The By-Products of Mental Illness
Mental illness is not only closely associated with a host of physical health problems, but could actually be causing many diseases. Schmidt says that as researchers studied this relationship, they found that mental disorders, particularly depression, preceded the actual medical events by six to eight years or longer. "That truly is what people are now starting to focus try to see whether treating the depressions at that would decrease the risk in these individuals from subsequently developing a medical illness," he says.

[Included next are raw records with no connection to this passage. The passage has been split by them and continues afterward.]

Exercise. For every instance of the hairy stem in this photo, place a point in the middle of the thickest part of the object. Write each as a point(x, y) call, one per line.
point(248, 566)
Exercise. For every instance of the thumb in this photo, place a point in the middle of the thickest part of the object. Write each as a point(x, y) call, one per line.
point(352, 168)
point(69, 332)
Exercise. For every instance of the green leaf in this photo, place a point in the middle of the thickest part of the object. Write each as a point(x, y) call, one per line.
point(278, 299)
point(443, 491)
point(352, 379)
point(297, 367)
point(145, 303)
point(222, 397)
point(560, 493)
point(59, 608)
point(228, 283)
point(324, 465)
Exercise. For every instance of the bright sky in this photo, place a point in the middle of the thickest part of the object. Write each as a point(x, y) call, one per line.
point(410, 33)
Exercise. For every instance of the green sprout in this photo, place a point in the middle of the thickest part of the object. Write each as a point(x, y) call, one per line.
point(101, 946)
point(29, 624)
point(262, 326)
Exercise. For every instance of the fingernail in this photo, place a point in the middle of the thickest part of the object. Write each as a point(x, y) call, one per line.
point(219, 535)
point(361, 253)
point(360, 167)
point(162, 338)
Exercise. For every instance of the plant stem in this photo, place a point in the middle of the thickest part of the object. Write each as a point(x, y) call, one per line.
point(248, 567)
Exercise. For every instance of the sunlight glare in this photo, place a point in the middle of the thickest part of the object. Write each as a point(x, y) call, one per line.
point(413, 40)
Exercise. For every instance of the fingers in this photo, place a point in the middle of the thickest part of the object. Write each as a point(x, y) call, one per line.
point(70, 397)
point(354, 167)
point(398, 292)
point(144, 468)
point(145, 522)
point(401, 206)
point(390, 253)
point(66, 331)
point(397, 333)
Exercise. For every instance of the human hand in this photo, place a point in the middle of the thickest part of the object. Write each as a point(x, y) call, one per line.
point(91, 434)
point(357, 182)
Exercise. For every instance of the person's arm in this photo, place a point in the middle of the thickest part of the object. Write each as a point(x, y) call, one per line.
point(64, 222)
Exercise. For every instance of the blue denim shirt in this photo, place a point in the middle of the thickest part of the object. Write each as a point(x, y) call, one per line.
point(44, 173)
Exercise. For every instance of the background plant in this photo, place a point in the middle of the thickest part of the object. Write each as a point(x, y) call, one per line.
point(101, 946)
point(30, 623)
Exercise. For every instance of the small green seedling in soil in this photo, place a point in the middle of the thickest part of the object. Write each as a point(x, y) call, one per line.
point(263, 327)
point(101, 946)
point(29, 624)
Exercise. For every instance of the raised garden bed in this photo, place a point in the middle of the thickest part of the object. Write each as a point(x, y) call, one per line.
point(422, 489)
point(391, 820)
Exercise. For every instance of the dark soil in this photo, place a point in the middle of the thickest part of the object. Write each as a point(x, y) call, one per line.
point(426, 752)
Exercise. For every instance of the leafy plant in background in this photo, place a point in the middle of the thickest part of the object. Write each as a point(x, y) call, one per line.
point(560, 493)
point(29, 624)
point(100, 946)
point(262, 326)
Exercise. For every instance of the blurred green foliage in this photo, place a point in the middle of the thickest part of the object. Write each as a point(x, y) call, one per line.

Mental illness is also linked with increased use of alcohol and tobacco products. And people suffering from mental disorders tend not to get help; their use of medical care is lower, as well as their adherence to treatment therapies. "Depression at this time is second only to heart disease as a leading source of disease-related disability in the western world, and it is predicted to become one of the leading sources of disability worldwide over the next 20 years," Schmidt says.
The rates for intentional and unintentional death or injury is also much higher for people suffering from mental illness, whether chronic or recent. Homicides, suicides, and motor vehicle accidents are all two to six times higher among people with mental illness than in the general population. Approximately 8.4 million adults in the U.S. had serious thoughts of suicide in the past year, 2.2 million made suicide plans, and one million attempted suicide.
Only a small percentage of people who are suicidal receive treatment, says Leslie Citrome, MD, in Medscape Psychiatry. Although suicide is a leading cause of death, a global survey of more than 100,000 suicidal adults showed that only two-fifths had received treatment - and those who had actually attempted suicide were more likely to receive care than those who had only ideated or planned it.